Generate random 128 bit decimal in given range in go

Possible, but by no means easy. Here is a sketch of a solution that might be acceptable — writing and debugging it would probably be at least a day of concerted effort.

Let min and max be primitive.Decimal128 objects from go.mongodb.org/mongo-driver/bson. Let MAXBITS be a multiple of 32; 128 is likely to be adequate.

1. Get the significand (as big.Int) and exponent (as int) of min and max using the BigInt method.

2. Align min and max so that they have the same exponent. As far as possible, left-justify the value with the larger exponent by decreasing its exponent and adding a corresponding number of zeroes to the right side of its significand. If this would cause the absolute value of the significand to become >= 2**(MAXBITS-1), then either

   • (a) Right-shift the value with the smaller exponent by dropping digits from the right side of its significand and increasing its exponent, causing precision loss.
   • (b) Dynamically increase MAXBITS.
   • (c) Throw an error.

3. At this point both exponents will be the same, and both significands will be aligned big integers. Set aside the exponents for now, and let range (a new big.Int) be maxSignificand - minSignificand. It will be between 0 and 2**MAXBITS.

4. Turn range into MAXBITS/32 uint32s using the Bytes or DivMod methods, whatever is easier.

5. If the highest word of range is equal to math.MaxUint32 then set a flag limit to false, otherwise true.

6. For n from 0 to MAXBITS/32:

   • if limit is true, use rand.Int63n (!, not rand.Int31n or rand.Uint32) to generate a value between 0 and the nth word of range, inclusive, cast it to uint32, and store it as the nth word of the output. If the value generated is equal to the nth word of range (i.e. if we generated the maximum possible random value for this word) then let limit remain true, otherwise set it false.
   • If limit is false, use rand.Uint32 to generate the nth word of the output. limit remains false regardless of the generated value.

7. Combine the generated words into a big.Int by building a []byte and using big/Int.SetBytes or multiplication and addition, as convenient.

8. Add the generated value to minSignificand to obtain the significand of the result.

9. Use ParseDecimal128FromBigInt with the result significand and the exponent from steps 2-3 to obtain the result.

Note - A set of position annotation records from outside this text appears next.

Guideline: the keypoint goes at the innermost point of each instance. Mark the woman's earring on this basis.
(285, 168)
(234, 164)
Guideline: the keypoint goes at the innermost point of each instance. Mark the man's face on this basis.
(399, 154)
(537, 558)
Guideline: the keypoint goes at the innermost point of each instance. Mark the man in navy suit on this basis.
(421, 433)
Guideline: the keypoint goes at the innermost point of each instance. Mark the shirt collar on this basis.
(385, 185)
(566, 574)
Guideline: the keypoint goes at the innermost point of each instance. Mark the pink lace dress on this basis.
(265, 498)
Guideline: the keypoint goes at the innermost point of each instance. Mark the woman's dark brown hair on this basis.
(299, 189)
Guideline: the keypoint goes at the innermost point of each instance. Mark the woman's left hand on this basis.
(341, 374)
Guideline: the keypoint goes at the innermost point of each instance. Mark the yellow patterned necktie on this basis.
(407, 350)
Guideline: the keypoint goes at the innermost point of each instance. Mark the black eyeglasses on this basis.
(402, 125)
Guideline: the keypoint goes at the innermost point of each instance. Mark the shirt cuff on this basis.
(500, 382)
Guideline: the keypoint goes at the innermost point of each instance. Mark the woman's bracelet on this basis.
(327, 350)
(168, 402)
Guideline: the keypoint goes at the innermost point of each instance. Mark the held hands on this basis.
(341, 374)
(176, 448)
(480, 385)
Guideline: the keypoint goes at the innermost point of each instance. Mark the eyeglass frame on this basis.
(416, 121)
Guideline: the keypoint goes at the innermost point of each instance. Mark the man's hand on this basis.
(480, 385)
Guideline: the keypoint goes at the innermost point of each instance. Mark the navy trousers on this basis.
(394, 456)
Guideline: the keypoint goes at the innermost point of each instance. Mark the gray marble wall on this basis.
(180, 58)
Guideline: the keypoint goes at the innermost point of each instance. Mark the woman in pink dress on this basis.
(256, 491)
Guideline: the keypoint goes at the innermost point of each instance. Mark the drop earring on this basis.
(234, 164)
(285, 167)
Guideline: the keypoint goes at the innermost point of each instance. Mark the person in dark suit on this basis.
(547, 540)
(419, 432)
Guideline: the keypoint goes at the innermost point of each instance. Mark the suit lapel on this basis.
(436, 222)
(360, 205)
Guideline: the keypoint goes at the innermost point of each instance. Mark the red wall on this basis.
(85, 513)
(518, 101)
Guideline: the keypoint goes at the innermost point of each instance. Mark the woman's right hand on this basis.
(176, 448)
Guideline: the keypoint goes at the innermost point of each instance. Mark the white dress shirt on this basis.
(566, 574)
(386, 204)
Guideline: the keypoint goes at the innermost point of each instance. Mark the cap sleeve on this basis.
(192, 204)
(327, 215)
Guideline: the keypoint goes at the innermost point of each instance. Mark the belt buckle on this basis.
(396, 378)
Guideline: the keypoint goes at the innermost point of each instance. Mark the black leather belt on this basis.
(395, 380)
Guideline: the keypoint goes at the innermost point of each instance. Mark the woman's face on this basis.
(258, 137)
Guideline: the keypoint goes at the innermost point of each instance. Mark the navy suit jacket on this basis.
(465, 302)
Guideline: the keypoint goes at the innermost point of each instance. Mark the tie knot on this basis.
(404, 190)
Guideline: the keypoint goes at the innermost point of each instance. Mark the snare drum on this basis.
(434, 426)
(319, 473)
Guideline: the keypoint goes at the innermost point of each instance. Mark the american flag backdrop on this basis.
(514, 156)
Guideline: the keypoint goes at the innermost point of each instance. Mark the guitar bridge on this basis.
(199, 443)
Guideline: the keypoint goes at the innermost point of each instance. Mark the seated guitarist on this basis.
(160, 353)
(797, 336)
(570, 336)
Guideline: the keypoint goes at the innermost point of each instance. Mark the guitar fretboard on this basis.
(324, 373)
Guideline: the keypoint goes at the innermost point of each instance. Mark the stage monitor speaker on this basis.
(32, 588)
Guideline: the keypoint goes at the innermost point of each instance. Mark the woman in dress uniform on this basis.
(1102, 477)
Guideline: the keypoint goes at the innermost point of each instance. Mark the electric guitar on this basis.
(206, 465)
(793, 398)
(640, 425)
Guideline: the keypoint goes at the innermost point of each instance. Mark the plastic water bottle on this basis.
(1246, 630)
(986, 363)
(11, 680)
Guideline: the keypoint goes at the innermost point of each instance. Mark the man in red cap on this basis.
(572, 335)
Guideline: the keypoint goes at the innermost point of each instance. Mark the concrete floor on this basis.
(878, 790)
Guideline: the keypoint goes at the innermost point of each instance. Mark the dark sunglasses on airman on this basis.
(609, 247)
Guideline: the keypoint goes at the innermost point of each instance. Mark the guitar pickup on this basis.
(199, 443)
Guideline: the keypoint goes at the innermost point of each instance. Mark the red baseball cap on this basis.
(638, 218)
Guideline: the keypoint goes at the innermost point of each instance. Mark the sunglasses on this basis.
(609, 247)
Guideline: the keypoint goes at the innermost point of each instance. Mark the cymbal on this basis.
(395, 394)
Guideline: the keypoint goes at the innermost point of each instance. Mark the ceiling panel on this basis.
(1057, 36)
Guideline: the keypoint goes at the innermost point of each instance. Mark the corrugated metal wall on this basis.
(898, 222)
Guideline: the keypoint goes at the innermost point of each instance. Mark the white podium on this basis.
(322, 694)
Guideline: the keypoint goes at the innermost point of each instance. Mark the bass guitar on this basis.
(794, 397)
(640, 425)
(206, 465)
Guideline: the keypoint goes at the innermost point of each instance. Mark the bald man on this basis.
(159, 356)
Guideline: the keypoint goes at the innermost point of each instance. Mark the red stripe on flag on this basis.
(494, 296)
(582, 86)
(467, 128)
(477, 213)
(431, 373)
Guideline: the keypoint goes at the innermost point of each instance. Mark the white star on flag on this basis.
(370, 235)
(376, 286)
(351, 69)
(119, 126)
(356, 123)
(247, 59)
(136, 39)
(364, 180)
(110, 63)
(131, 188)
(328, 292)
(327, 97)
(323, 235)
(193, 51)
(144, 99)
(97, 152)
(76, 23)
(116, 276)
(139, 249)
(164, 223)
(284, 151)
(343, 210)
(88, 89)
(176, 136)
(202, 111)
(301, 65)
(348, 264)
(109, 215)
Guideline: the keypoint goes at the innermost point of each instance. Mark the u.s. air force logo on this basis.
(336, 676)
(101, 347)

The heart of the algorithm is step 6, which generates a uniform random unsigned integer of arbitrary length 32 bits at a time. The alignment in step 2 reduces the problem from a floating-point to an integer one, and the subtraction in step 3 reduces it to an unsigned one, so that we only have to think about one bound instead of 2. The limit flag records whether we're still dealing with that bound, or whether we've already narrowed the result down to an interval that doesn't include it.

Caveats:

1. I haven't written this, let alone tested it. I may have gotten it quite wrong. A sanity check by someone who does more numerical computation work than me would be welcome.
2. Generating numbers across a large dynamic range (including crossing zero) will lose some precision and omit some possible output values with smaller exponents unless a ludicrously large MAXBITS is used; however, 128 bits should give a result at least as good as a naive algorithm implemented in terms of decimal128.
3. The performance is probably pretty bad.